Una valutazione di 852 miliardi di dollari metterebbe OpenAI in una posizione d'élite. Per contesto, solo una manciata di aziende è mai stata quotata in borsa con valutazioni superiori a 500 miliardi di dollari. La tempistica dell'azienda coincide con il crescente appetito degli investitori per i titoli legati all'IA, sebbene sia aumentato anche il controllo normativo sul settore.
900 milioni di utenti settimanali alimentano la storia di crescita
OpenAI ha rivelato che il suo prodotto di punta, ChatGPT, raggiunge ora 900 milioni di utenti attivi settimanali. Questa cifra, quasi tripla rispetto alla base utenti di alcune delle piattaforme di social media più popolari, sottolinea la rapida adozione degli strumenti di IA conversazionale. L'azienda ha ampliato le capacità di ChatGPT con generazione di immagini, funzionalità vocali e abbonamenti a livello aziendale, tutti elementi che hanno contribuito alla crescita dei ricavi.

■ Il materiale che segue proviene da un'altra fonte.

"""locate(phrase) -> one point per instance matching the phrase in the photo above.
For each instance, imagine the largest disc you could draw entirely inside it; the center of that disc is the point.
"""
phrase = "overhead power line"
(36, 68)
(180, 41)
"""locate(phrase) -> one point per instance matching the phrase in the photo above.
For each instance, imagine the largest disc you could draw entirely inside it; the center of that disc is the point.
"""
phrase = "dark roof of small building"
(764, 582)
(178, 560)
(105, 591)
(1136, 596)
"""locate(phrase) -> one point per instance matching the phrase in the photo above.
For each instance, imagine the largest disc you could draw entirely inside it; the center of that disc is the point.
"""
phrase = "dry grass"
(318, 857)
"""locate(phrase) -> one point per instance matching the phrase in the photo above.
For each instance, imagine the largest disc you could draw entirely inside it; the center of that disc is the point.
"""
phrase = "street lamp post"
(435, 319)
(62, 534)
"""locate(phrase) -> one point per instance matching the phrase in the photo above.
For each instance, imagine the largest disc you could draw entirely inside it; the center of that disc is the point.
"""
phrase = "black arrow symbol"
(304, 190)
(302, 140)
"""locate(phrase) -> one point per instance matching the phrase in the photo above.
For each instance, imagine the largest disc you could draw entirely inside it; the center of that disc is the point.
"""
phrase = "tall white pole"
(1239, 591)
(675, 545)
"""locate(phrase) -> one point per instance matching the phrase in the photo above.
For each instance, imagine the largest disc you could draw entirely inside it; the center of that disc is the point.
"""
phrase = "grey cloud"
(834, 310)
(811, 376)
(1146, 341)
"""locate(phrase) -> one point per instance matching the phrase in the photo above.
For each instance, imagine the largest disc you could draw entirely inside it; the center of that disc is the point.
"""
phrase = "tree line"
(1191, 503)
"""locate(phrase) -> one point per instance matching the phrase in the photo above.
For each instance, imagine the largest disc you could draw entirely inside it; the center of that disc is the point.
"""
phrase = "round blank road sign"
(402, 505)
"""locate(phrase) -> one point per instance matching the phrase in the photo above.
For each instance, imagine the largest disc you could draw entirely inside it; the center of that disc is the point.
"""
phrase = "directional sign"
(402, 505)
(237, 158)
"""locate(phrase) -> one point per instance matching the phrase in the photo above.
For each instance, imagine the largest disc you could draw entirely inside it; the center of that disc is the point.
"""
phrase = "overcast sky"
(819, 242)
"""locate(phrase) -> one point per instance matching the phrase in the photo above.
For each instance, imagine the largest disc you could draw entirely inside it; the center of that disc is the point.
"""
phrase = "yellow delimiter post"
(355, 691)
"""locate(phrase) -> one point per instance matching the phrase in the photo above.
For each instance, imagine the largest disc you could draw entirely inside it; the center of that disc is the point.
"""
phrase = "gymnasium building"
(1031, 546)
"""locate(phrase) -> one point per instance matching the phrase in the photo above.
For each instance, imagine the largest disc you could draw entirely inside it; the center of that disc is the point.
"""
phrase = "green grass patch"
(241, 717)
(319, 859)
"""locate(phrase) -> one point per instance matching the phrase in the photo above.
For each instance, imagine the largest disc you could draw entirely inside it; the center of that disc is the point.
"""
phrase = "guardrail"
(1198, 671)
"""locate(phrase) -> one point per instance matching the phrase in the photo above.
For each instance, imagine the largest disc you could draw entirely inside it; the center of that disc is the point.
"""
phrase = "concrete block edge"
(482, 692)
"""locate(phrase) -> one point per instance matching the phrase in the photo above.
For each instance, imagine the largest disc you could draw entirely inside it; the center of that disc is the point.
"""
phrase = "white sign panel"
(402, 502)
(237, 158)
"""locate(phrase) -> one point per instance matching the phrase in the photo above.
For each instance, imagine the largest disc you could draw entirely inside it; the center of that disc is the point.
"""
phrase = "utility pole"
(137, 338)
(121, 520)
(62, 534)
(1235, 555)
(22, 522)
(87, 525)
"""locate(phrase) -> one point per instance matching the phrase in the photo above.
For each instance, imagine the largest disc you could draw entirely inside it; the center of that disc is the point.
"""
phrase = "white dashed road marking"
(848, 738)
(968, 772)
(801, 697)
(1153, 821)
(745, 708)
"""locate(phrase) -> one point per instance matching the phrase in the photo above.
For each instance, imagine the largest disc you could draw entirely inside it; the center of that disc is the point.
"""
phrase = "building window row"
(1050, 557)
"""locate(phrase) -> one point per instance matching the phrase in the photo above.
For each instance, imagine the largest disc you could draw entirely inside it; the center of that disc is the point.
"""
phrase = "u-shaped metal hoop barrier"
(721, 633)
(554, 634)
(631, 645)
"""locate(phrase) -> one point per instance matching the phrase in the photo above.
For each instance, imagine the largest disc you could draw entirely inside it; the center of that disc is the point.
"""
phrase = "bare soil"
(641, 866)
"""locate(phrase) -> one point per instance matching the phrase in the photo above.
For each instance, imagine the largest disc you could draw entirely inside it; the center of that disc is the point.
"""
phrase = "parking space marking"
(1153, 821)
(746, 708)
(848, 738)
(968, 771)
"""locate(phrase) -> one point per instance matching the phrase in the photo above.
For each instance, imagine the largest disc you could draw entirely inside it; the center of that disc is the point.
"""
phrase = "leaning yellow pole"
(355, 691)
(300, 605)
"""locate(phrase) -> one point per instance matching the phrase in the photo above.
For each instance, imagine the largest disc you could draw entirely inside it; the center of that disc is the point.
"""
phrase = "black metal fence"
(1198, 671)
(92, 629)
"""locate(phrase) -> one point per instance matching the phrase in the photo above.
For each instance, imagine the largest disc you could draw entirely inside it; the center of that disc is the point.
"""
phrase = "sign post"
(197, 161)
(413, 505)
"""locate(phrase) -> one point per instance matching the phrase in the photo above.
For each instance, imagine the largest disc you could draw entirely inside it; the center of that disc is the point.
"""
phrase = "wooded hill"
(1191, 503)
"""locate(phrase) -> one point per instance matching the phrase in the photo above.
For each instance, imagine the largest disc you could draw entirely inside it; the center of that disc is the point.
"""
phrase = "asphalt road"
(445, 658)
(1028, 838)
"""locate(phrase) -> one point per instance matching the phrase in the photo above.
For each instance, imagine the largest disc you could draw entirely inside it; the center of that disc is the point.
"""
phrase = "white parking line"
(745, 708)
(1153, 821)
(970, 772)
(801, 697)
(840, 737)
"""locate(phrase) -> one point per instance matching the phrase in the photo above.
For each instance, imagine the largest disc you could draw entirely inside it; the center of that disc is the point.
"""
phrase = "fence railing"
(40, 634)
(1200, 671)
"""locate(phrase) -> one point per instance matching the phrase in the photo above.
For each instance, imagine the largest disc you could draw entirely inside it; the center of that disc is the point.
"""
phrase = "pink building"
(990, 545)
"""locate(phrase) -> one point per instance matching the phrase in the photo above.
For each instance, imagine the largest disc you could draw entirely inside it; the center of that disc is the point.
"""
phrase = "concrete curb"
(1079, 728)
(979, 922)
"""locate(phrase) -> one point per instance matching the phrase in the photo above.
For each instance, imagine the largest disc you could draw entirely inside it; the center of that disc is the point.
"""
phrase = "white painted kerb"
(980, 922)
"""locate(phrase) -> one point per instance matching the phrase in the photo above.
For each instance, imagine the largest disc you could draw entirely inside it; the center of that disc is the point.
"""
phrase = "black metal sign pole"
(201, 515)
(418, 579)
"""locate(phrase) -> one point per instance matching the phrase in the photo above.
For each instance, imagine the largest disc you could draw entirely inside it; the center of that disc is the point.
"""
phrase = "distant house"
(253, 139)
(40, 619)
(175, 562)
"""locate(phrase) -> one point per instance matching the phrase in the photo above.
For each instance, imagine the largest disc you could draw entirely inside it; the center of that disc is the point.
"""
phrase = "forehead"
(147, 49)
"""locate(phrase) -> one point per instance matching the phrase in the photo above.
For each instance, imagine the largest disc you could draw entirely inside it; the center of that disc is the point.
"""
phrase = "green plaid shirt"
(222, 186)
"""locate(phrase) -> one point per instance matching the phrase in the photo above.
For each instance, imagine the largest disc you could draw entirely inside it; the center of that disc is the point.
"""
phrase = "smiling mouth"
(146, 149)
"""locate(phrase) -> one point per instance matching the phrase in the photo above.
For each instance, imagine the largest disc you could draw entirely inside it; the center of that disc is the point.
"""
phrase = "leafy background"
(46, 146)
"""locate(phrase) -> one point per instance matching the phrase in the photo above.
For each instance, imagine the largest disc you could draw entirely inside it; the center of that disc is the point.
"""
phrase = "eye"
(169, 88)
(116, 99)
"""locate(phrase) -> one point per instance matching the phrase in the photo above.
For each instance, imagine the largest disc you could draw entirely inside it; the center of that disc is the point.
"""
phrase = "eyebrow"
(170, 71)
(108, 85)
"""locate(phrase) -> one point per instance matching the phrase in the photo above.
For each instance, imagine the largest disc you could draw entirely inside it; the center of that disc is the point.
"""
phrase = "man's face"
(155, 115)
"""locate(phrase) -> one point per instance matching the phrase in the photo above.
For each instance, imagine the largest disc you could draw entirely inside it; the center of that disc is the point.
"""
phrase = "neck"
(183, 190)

La base utenti e la valutazione sono strettamente collegate. La proposta di OpenAI agli investitori si concentra probabilmente sulla sua capacità di monetizzare quelle centinaia di milioni di utenti tramite abbonamenti, licenze API e partnership con grandi aziende. Ma l'azienda deve anche far fronte a costi elevati: addestrare e gestire modelli linguistici di grandi dimensioni richiede una potenza di calcolo enorme, e la spesa per data center e talenti continua a salire.
Cosa significa l'IPO per il settore dell'IA
Se l'offerta di OpenAI procedesse come previsto, porterebbe una delle società private più osservate sui mercati pubblici. L'azienda ha operato come entità a profitto limitato, una struttura che ha sollevato domande tra alcuni investitori sulla governance. Il deposito S-1 potrebbe chiarire come l'azienda intenda bilanciare le sue radici guidate dalla missione con le richieste degli azionisti.
Anche le autorità di regolamentazione osservano. La SEC ha intensificato il controllo sulle informative relative all'IA, in particolare sui fattori di rischio come i pregiudizi del modello, la privacy dei dati e il potenziale dislocamento dei posti di lavoro guidato dall'automazione. Il prospetto informativo di OpenAI dovrà affrontare questi rischi direttamente.
Prossimi passi e domande aperte
La SEC ora esaminerà la bozza confidenziale, un processo che può richiedere settimane o mesi. Una volta che l'autorità di regolamentazione approverà il deposito, OpenAI renderà pubblico il documento e inizierà un roadshow per presentare l'offerta agli investitori. Non è stata fissata alcuna data per l'offerta e l'azienda potrebbe ancora decidere di posticipare o adeguare la valutazione in base alle condizioni di mercato.
Una domanda incombente: l'IPO avrà un prezzo di 852 miliardi di dollari o inferiore? Il sentiment degli investitori verso le IPO tecnologiche è stato misto negli ultimi trimestri, e un down round potrebbe influenzare la capacità dell'azienda di raccogliere capitali nella misura desiderata. Per ora, tutti gli occhi sono puntati sulla prossima mossa della SEC.